El Dios pequeño


El tema de las religiones está repleto de historias bonitas, que nos hablan de lo divino de una manera conmovedora. Casi todos nosotros hemos crecido con las historias de los Dioses griegos. Seres con figuras de hombres y mujeres, que desde su Olimpo miran a su pueblo de mortales. Fantásticos poderes les permiten controlar los fenómenos naturales y la voluntad humana. Su cercanía con nosotros es tan grande que circulan en medio nuestro disfrazados y somos incapaces de reconocelos. En ciertas ocasiones nuestra belleza los arrebata en grado tal, que se enamoran, y el sexo se convierte en el pretexto de la gloria. Así nacen semidioses que se harán héroes y de quienes se contarán leyendas.

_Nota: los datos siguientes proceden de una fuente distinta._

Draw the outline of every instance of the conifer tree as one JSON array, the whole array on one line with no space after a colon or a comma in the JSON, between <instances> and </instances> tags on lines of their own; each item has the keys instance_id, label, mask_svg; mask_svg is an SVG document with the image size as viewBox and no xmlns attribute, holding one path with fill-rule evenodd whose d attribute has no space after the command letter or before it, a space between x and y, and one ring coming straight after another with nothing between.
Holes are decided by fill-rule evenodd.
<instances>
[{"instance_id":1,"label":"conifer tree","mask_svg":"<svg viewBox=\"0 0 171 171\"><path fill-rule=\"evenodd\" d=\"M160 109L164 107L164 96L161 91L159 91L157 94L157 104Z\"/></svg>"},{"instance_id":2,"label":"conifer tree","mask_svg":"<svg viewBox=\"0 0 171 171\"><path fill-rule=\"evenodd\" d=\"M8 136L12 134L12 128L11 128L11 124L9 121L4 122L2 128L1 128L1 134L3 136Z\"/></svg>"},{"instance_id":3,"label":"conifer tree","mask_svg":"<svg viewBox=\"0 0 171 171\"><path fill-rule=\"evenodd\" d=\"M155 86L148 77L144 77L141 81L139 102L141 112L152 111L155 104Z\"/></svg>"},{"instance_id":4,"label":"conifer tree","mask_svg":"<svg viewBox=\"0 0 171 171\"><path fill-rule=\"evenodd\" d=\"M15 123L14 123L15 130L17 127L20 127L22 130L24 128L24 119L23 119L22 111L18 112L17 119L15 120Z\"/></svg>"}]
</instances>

También en América supimos del nombre de nuestros divinos protectores. El panteón andino, por ejemplo, nos habla de Tunupa, Viracocha y el Inti. Manco Capac y Mama Ocllo serán los hijos del sol, que descendidos a esta tierra mortal fundarán con su vara el imperio de los cuatro Suyos. Son iniciadores de una estirpe de Incas que escribirán una de las páginas más importantes de la historia universal. En el amazonas es otra la experiencia de Dios y por eso preferían hablar de Achanes, que son los espíritus que habitan cada cosa. Cada árbol del bosque, cada animal del monte y en el interior de cada sujeto habita un achane, que cuida y protege la vida y se interrelaciona con todo lo viviente. Será por eso que aman tanto a las bestias y la inmensidad de su verdura, pues cada muerte es de alguna manera morir uno mismo un poquito.

Entre los pueblos monoteístas se impuso la imagen de un padre creador de todo lo existente. Un único Dios que es dueño de todo y bajo su gobierno está la totalidad de la vida y la historia. Alá para los musulmanes y Yahveh para los judíos es el Dios Padre, el nombre impronunciable, el absoluto y lo infinitamente otro. Inconmensurable, indescriptible, el Rey de Reyes y Señor de todas las cosas. Pero no deja de ser llamativo que en el principio de la historia Dios haya sido antes Dios Madre. Los pueblos más antiguos la adoraban y respetaban tanto como nosotros a la Pachamama. Y es que ¿quién hace posible la vida, sino es ese útero inmenso en el que germinan todos los nombres y sus existencias?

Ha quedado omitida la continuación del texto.